Saturday, October 08, 2011

The raw and the cooked -- a Saturday reprise

(This post originally appeared in June 2007.)

There are not a lot of things that separate us from other species. Nightingales sing. Chimps use tools. Ants domesticate animals (aphids). Bower birds do home decorating. But only humans cook their food.

Harvard University primatologist Richard Wrangham thinks cooking may be the reason for our big brains. No kidding. Brains use a lot of energy. A human brain uses 25 percent of an adult's energy supply, whereas a chimp's brain sucks up only 8 percent of available energy. Where did humans get the extra energy to support their large brains?

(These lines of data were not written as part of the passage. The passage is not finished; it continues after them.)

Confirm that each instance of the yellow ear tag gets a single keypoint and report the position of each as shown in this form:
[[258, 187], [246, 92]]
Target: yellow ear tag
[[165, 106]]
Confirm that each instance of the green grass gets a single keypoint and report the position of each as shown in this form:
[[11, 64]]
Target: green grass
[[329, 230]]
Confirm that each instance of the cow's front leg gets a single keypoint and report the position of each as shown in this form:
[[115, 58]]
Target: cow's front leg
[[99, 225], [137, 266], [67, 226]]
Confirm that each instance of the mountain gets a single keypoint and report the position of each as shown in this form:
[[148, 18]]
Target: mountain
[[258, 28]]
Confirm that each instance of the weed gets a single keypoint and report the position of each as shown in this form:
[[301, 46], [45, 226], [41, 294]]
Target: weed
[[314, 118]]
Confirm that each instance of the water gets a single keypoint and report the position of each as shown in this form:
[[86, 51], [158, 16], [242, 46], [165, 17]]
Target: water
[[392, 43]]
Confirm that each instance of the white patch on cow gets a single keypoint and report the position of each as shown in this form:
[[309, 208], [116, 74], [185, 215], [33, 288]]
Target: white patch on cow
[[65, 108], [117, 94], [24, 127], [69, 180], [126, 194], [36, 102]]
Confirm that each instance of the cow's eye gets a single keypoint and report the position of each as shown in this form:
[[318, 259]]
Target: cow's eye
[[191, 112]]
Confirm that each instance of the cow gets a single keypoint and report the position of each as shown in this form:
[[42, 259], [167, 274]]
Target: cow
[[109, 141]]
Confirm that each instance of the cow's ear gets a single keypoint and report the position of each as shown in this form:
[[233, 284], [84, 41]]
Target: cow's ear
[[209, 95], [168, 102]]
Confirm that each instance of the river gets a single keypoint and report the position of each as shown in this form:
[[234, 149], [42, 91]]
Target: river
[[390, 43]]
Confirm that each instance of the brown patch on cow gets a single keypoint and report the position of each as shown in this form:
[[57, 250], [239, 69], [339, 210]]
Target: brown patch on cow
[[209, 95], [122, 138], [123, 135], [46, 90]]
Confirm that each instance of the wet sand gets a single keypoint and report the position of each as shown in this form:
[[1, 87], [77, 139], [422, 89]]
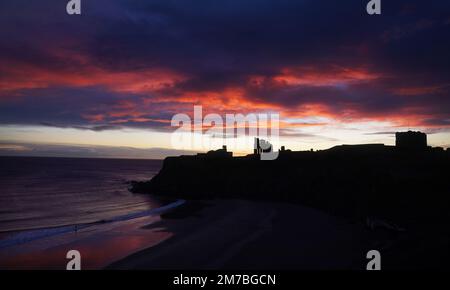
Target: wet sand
[[236, 234]]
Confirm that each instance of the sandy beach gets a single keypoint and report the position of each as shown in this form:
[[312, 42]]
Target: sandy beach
[[236, 234], [204, 235]]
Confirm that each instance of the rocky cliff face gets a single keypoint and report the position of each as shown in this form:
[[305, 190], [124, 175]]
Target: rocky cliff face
[[354, 181]]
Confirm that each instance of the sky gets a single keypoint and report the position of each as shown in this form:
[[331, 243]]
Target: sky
[[108, 82]]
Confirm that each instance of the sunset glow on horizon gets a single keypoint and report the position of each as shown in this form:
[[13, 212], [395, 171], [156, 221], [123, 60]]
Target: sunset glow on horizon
[[114, 77]]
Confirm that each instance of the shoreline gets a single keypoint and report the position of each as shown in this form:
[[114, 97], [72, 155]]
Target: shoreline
[[241, 234]]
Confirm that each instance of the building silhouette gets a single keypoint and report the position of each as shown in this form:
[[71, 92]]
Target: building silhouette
[[411, 140]]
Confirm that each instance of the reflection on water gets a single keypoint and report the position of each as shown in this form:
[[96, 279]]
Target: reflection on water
[[49, 192]]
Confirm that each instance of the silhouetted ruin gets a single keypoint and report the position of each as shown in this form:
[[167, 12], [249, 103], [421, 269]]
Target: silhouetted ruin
[[356, 181], [411, 140]]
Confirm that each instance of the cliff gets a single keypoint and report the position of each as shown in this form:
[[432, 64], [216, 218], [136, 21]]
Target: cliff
[[354, 181]]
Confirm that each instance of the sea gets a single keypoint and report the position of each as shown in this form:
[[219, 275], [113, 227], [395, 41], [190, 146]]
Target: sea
[[44, 194]]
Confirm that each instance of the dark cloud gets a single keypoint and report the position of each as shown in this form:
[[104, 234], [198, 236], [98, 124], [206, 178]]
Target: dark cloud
[[217, 45]]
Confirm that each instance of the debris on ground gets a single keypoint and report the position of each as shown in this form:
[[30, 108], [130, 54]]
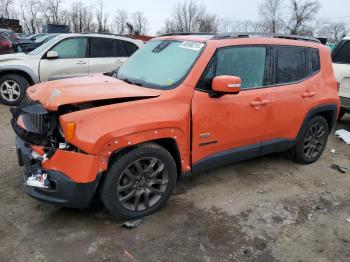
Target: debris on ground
[[131, 223], [127, 253], [344, 135], [263, 173], [339, 168]]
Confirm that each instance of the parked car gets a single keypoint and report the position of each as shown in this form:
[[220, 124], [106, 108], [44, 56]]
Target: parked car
[[68, 55], [12, 36], [5, 45], [35, 36], [341, 65], [180, 104], [30, 46]]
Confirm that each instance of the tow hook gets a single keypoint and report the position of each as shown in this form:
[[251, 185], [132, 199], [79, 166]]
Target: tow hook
[[39, 179], [48, 154]]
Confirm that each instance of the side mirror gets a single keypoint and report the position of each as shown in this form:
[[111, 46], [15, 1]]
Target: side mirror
[[52, 55], [226, 85]]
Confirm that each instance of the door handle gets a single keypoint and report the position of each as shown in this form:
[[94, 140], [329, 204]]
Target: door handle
[[259, 103], [308, 94]]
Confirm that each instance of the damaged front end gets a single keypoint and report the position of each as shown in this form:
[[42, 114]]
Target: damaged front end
[[37, 126], [47, 160]]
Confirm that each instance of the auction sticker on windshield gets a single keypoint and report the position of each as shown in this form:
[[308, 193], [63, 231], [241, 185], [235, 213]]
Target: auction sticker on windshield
[[191, 45]]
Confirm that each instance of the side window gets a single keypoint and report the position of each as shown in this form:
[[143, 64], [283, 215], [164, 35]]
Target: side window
[[103, 47], [207, 78], [314, 60], [342, 55], [246, 62], [290, 64], [121, 50], [130, 47], [71, 48]]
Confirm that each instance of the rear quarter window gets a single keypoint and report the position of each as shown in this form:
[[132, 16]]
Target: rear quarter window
[[341, 54], [313, 60], [290, 64]]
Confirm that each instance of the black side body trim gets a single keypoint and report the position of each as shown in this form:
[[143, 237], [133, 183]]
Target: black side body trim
[[274, 146], [226, 158]]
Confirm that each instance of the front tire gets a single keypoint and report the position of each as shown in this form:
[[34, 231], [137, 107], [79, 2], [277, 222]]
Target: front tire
[[139, 182], [311, 142], [341, 114], [13, 89]]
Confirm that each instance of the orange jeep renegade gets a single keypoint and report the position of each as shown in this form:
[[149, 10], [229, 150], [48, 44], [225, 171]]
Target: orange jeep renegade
[[183, 103]]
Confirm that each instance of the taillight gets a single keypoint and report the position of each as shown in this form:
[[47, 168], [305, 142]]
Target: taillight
[[6, 43], [69, 131]]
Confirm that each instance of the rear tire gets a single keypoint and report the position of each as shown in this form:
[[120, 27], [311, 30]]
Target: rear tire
[[13, 89], [311, 142], [139, 182]]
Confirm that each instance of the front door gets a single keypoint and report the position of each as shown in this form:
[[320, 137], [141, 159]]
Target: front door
[[232, 123], [71, 61], [106, 54]]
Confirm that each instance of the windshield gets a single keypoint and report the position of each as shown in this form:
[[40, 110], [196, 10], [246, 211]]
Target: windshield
[[41, 38], [160, 64], [43, 47]]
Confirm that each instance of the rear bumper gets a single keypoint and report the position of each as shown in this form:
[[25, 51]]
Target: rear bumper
[[345, 103], [63, 192]]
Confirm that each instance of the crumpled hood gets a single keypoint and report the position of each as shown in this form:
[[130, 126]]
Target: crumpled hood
[[84, 89]]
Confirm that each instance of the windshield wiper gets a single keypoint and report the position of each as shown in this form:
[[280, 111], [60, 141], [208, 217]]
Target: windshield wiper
[[132, 82]]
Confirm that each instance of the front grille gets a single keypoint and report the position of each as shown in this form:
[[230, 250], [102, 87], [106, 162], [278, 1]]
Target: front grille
[[32, 123], [35, 123]]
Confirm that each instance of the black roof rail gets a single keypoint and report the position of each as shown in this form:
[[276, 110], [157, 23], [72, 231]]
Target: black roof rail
[[187, 33], [272, 35]]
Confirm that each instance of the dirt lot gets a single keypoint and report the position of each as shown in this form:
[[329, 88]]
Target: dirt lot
[[267, 209]]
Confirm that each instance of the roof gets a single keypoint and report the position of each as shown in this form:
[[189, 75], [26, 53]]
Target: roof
[[67, 35], [234, 35]]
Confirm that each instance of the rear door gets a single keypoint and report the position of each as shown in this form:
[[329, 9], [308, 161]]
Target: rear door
[[294, 91], [71, 62], [106, 54]]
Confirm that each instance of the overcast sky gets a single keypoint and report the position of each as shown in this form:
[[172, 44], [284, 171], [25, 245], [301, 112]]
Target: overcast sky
[[157, 11]]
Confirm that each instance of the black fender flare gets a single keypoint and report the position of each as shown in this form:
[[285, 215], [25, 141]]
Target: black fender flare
[[331, 110]]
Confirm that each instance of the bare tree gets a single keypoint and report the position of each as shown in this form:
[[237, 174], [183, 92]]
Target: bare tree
[[31, 15], [209, 23], [6, 8], [302, 15], [120, 20], [80, 17], [270, 12], [139, 23], [51, 10], [191, 17], [333, 31], [101, 17], [228, 25]]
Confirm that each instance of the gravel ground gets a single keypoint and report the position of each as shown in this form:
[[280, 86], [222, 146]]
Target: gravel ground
[[266, 209]]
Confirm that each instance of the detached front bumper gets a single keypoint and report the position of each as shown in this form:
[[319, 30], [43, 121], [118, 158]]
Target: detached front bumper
[[345, 103], [62, 191]]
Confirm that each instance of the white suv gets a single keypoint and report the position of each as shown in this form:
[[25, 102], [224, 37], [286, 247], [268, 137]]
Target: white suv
[[64, 56], [341, 65]]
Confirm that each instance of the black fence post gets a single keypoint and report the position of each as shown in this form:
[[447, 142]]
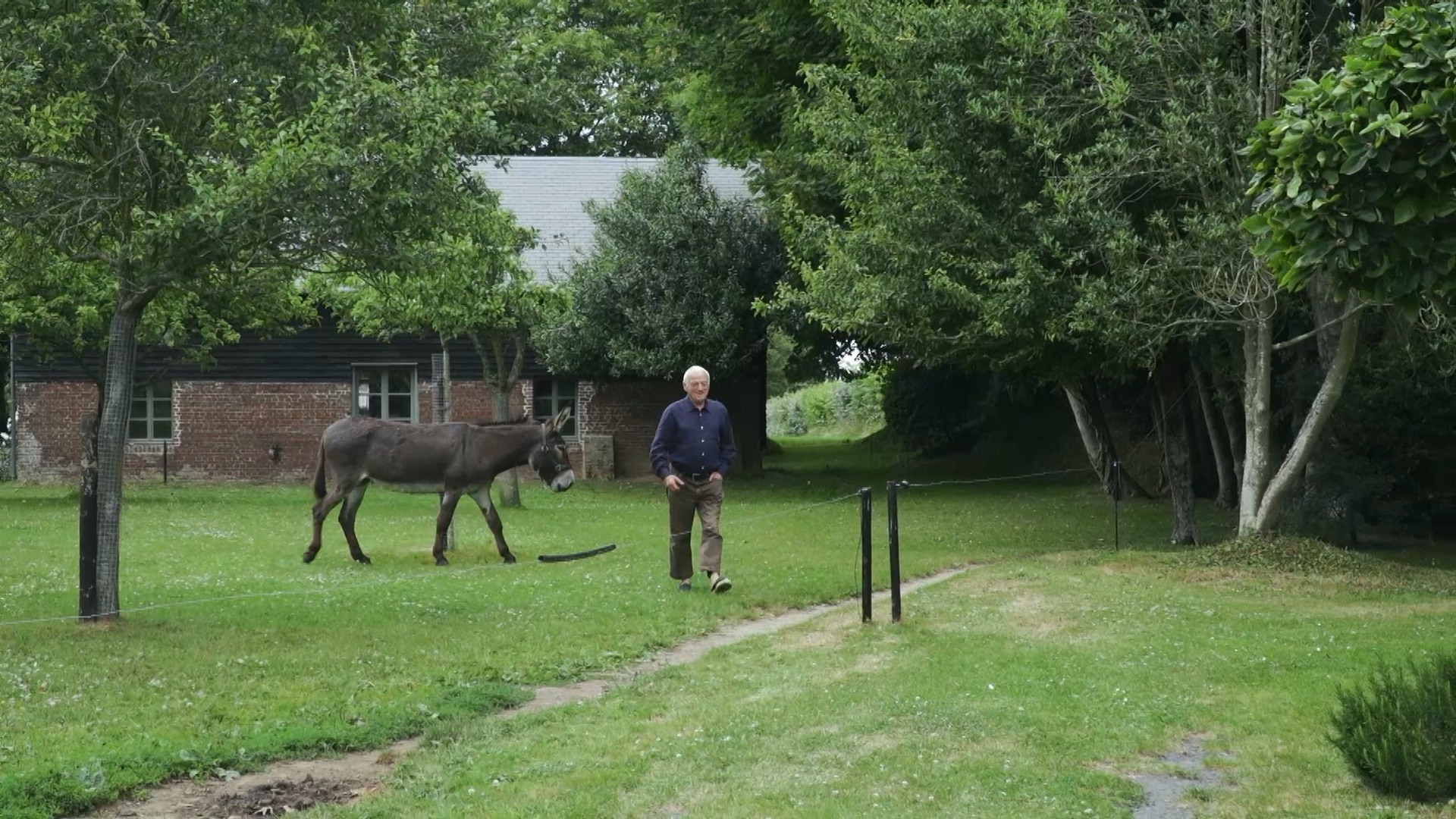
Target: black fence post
[[865, 588], [1117, 500], [893, 510]]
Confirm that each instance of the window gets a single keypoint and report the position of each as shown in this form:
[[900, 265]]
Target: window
[[384, 392], [150, 411], [552, 397]]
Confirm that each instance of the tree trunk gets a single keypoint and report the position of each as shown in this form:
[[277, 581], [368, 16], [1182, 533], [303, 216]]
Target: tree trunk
[[1097, 439], [1171, 385], [1200, 447], [440, 410], [1234, 428], [111, 452], [1222, 455], [1326, 312], [1258, 360], [503, 382], [1315, 420], [88, 519], [509, 482]]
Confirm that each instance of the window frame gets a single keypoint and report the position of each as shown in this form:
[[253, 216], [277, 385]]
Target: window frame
[[386, 391], [557, 400], [146, 392]]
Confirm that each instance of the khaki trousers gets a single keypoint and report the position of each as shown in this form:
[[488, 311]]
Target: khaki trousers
[[704, 499]]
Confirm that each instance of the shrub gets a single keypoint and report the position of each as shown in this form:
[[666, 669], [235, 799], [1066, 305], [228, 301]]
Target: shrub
[[935, 409], [827, 409], [1400, 733]]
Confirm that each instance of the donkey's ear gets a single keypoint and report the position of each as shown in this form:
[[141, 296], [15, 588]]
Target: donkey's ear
[[561, 419]]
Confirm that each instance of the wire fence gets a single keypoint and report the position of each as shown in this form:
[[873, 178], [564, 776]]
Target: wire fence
[[737, 523]]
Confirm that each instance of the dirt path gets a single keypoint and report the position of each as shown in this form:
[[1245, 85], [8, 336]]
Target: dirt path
[[302, 784]]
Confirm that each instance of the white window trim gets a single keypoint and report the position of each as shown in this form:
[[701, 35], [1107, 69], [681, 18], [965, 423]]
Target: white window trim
[[152, 419], [386, 366], [555, 397]]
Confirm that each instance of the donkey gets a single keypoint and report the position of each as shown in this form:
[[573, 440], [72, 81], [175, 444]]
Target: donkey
[[456, 460]]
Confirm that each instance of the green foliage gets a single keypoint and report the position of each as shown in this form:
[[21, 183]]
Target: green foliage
[[839, 409], [672, 281], [1353, 177], [1398, 730], [938, 409], [739, 67]]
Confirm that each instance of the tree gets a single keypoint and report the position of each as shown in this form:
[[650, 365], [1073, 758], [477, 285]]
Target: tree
[[471, 286], [206, 156], [672, 280], [1350, 181], [672, 283]]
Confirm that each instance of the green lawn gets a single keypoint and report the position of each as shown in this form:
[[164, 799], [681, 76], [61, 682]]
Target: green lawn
[[1097, 657]]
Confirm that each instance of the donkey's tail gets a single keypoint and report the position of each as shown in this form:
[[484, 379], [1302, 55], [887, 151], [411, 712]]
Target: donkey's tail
[[319, 485]]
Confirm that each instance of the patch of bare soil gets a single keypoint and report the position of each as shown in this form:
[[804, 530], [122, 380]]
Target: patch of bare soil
[[1164, 793], [291, 787]]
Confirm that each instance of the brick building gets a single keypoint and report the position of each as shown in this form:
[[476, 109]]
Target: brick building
[[258, 410]]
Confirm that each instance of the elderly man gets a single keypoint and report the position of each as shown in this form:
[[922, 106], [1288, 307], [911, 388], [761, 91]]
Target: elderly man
[[692, 452]]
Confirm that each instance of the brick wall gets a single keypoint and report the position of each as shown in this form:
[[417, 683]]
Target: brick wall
[[221, 430], [628, 411]]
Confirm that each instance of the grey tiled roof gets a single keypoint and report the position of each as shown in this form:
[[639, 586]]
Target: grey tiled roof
[[549, 193]]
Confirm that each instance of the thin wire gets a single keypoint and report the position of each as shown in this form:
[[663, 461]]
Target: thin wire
[[347, 588], [1164, 419], [255, 595], [419, 575], [772, 513], [1002, 479]]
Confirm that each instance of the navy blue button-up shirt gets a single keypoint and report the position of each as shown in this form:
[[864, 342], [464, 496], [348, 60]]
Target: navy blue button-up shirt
[[695, 441]]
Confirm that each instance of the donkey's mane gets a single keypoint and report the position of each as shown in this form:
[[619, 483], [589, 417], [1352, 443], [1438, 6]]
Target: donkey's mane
[[511, 422]]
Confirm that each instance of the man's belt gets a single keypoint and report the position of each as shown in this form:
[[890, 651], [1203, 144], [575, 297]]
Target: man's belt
[[691, 475]]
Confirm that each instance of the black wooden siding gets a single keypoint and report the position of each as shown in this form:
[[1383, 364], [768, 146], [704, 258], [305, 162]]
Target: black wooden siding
[[321, 353]]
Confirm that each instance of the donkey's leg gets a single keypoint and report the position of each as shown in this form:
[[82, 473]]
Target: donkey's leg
[[447, 504], [492, 519], [351, 506], [321, 512]]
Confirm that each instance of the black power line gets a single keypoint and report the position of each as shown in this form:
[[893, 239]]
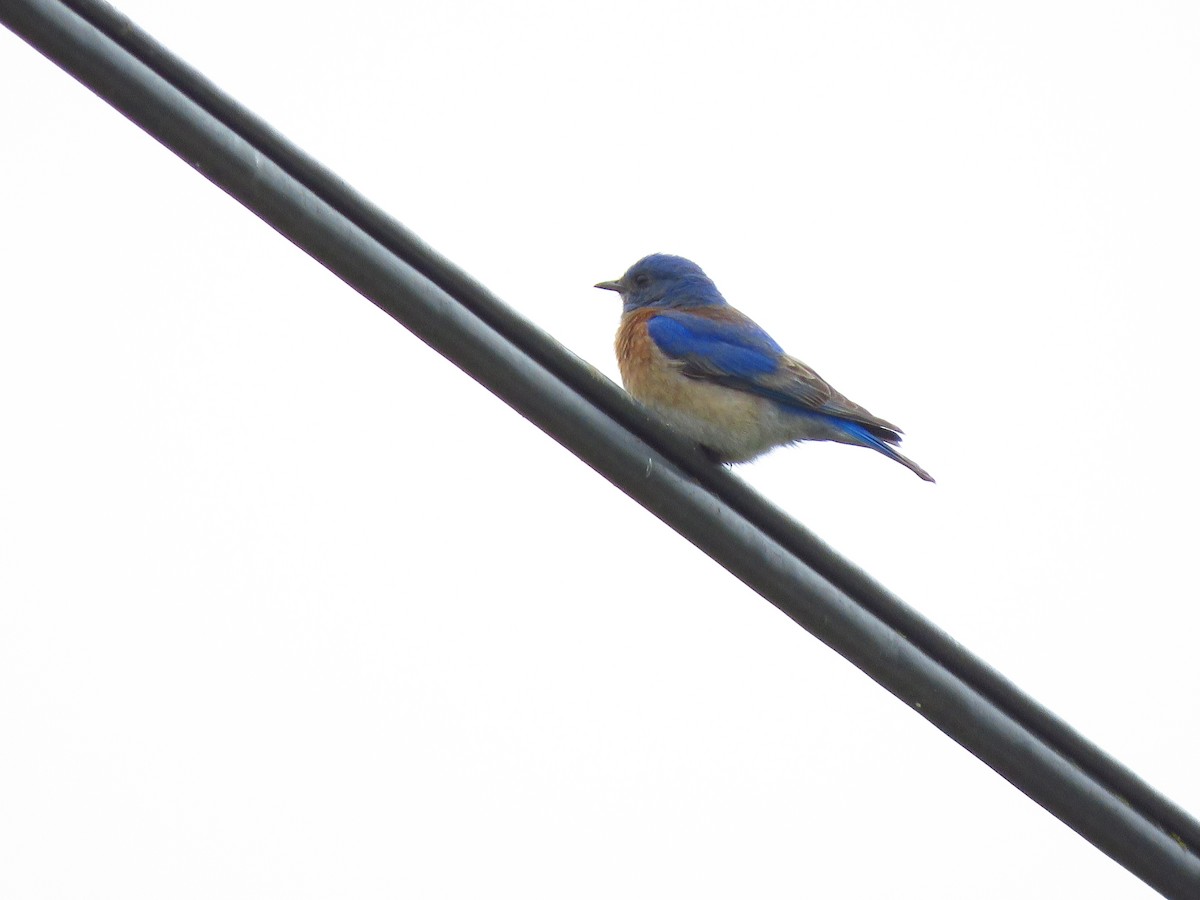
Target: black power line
[[772, 553]]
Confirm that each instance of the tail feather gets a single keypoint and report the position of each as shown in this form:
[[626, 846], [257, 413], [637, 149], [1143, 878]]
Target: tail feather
[[867, 436]]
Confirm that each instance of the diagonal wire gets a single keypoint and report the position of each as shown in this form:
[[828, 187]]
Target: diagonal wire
[[838, 603]]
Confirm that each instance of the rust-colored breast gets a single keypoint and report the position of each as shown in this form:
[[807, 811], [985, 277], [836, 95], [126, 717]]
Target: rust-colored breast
[[636, 353]]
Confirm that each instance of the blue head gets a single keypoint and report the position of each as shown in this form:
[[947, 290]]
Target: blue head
[[665, 282]]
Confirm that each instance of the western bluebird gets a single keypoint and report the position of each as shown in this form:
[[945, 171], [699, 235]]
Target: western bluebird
[[714, 375]]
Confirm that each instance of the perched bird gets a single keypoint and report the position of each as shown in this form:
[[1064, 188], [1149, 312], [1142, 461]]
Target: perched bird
[[714, 375]]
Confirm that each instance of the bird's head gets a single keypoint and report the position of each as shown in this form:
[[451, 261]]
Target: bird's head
[[664, 282]]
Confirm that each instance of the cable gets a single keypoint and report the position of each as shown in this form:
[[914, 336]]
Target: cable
[[773, 555]]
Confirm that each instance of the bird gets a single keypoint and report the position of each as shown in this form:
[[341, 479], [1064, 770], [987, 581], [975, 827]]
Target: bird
[[720, 379]]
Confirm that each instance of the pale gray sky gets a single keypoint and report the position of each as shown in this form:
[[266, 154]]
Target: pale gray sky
[[292, 607]]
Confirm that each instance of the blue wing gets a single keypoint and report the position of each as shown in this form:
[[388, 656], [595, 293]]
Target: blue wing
[[725, 347]]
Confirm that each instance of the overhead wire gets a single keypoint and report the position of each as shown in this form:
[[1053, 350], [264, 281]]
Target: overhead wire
[[771, 552]]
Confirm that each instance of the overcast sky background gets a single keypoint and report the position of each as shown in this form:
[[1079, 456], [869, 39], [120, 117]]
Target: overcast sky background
[[292, 607]]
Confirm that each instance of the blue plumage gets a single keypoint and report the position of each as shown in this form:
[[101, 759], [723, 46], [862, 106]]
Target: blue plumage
[[717, 376]]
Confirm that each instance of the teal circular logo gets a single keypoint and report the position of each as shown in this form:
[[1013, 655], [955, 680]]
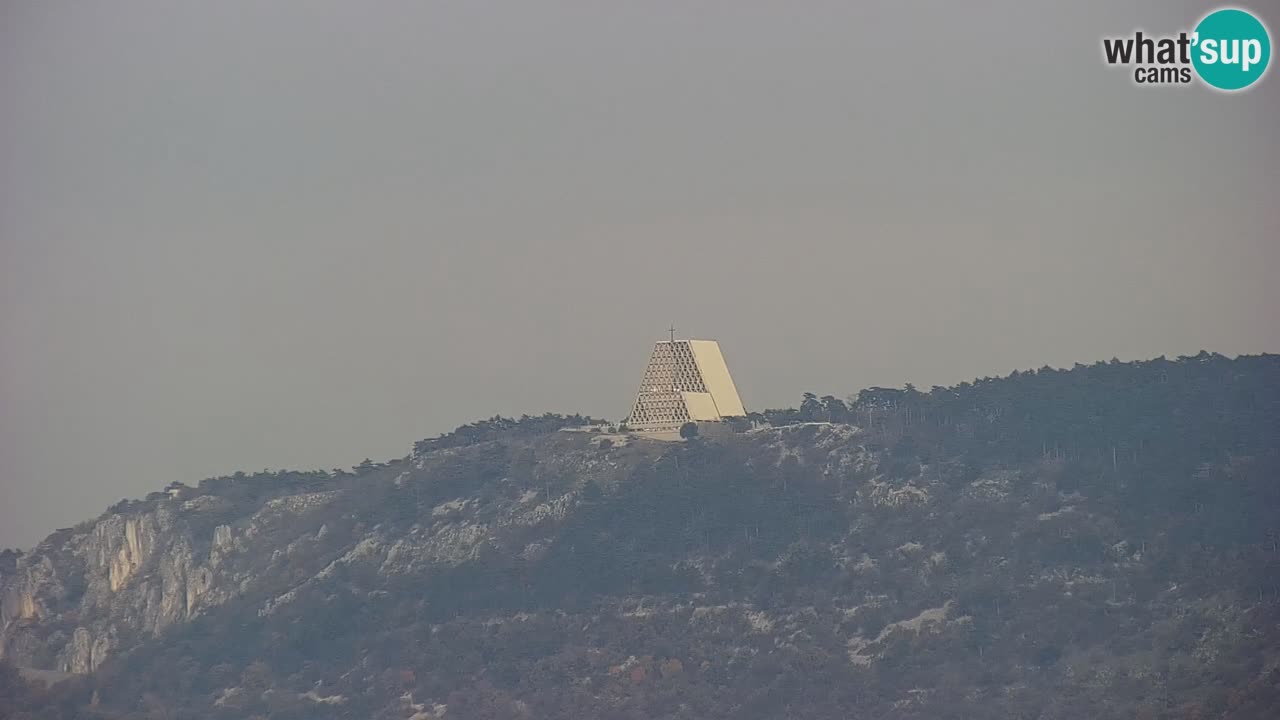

By cooking their food, says Wrangham (Science, June 15, 2007). Cooking is a kind of predigestion. Less energy to the gut, more to that knot of nerves on the top of the spine. We are Homo sapiens because first we were Homo juliachild.

Not everyone agrees. There is a problem of timing. The brains of our hominid ancestors started ballooning about 1.9 million years ago. The first solid archeological evidence for the controlled use of fire comes much later, about 250,000 years ago. Wrangham is not dissuaded. The evidence for fire is elusive. He sticks with the image of hairy ancestors sitting around a campfire gnawing on a roast leg of wildebeest, perhaps with a side of steamy manioc. And all those soft, yummy calories puffing up the brain.

Well, maybe so, maybe not. But I was thinking about this the other evening when our house guests -- my nephew and his girlfriend -- were cooking dinner. And quite the cooks they are. Lots of fresh ingredients direct from the market. The flash of stainless steel as the knife went chippetty-chop. Pepper and salt mills whirling. A pinch of this, a pinch of that. Hands kneading dough whipped up from pure white flour. In such young people, it was a joy to behold.

A fire in the fireplace. Some Motown on the stereo. An open bottle of good wine. And those two talented youngsters at the stove, whipping up a meal that looked as good as it tasted. Whether cooking made the brain bigger, or whether our bigger brains make cooking such an intellectual delight, I will leave to the archeologists. I offer a photo here as proof that we live in the age of Homo delicious.